Ну просто бред, как по мне. Тем не менее, отдел дознания ОВД «Кудымкарский» возбудил уголовное дело по статье «Фиктивная постановка на учет иностранного гражданина» (322.3 УК РФ, наказание до трех лет лишения свободы.— “Ъ”). Конечно, мы в «Мемориале» будем заниматься защитой Леонида Ладанова. Но я до сих пор не понимаю, для чего понадобились все эти преследования пенсионера.

— Вы говорили, что раньше у вас было взаимопонимание с руководством края. Вы пробовали обсудить с ними эту ситуацию?

— Да, конечно, я общаюсь с краевым омбудсменом, с чиновниками. Скажем так, коммуникация у нас происходит по этой теме, но пока рано говорить о подробностях.

— Как вы думаете, чем может закончиться эта история?

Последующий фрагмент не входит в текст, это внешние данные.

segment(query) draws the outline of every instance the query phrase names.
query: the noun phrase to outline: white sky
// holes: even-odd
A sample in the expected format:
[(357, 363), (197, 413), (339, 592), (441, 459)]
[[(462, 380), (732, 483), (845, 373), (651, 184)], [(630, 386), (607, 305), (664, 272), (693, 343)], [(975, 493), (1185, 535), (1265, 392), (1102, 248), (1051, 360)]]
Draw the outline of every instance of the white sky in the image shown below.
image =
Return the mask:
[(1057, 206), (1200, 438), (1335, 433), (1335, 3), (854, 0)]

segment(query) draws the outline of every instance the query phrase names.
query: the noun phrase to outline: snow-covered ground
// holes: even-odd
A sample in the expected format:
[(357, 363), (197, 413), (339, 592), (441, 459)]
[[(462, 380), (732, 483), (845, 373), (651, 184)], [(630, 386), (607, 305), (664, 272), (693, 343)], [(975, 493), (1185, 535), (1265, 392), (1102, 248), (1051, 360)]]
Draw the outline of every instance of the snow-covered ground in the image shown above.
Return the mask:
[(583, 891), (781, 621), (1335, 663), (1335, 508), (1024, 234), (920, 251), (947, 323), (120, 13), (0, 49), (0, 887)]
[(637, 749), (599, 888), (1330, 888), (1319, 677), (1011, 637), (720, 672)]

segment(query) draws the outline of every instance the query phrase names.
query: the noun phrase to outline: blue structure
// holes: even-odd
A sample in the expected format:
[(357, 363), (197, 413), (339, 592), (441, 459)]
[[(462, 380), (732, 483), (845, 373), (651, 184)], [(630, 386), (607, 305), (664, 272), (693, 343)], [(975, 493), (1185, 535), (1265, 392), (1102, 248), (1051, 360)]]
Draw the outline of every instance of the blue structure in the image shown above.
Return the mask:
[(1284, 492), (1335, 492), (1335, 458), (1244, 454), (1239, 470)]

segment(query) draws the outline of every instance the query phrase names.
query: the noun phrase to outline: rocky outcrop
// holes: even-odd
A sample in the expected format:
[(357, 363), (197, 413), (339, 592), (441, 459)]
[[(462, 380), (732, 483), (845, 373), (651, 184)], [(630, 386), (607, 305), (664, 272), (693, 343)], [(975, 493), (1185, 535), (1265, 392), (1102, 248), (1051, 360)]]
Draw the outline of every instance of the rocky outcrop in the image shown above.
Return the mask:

— Даже не представляю. Я все эти дни пытаюсь понять, почему это вообще стало возможным. Ведь у нас в стране все государственные деятели, все чиновники постоянно говорят о необходимости привлечения иностранных инвестиций, о важности международного сотрудничества, о развитии туристического потенциала…. Очень правильные слава — но на деле оказывается, что у правоохранительных и контролирующих органов совершенно иная установка.

Я спрашивал у тех, кто приехал за нами в Галяшор: «Вам самим не кажется, что это просто позор? К нам приехали иностранные граждане, добровольцы. Они вкладывают свои деньги и силы, чтобы вместе делать благородное дело. Для чего вы нам мешаете, почему позорите страну?». А мне отвечали: «Нас это все не волнует, у нас есть четкий приказ».

Никогда с подобным не сталкивался, с таким явным противодействием нашей работе. Это какой-то новый феномен для нашего региона.

Мне кажется, что у всех этих чиновников и правоохранителей в мозгах установка на то, что мы — страна-осажденная крепость.

И поэтому нужно давить любые проявления независимости и гражданской инициативы. Просто для острастки, чтобы другим было неповадно.

Ранее в пресс-службе администрации Кудымкарского района сообщили “Ъ”, что не препятствуют деятельности общественных объединений. «Однако их деятельность не должна противоречить нормам российского законодательства. Литовской стороне были даны соответствующие юридические консультации по особенностям российского земельного законодательства, после чего инициативной группой составлен план действий по получению всех необходимых согласований и разрешений. Мы готовы им помогать, но сейчас работать там преждевременно, потому что все документы еще до конца не оформлены и соответствующие разрешения не получены»,— отметили в администрации Кудымкарского района.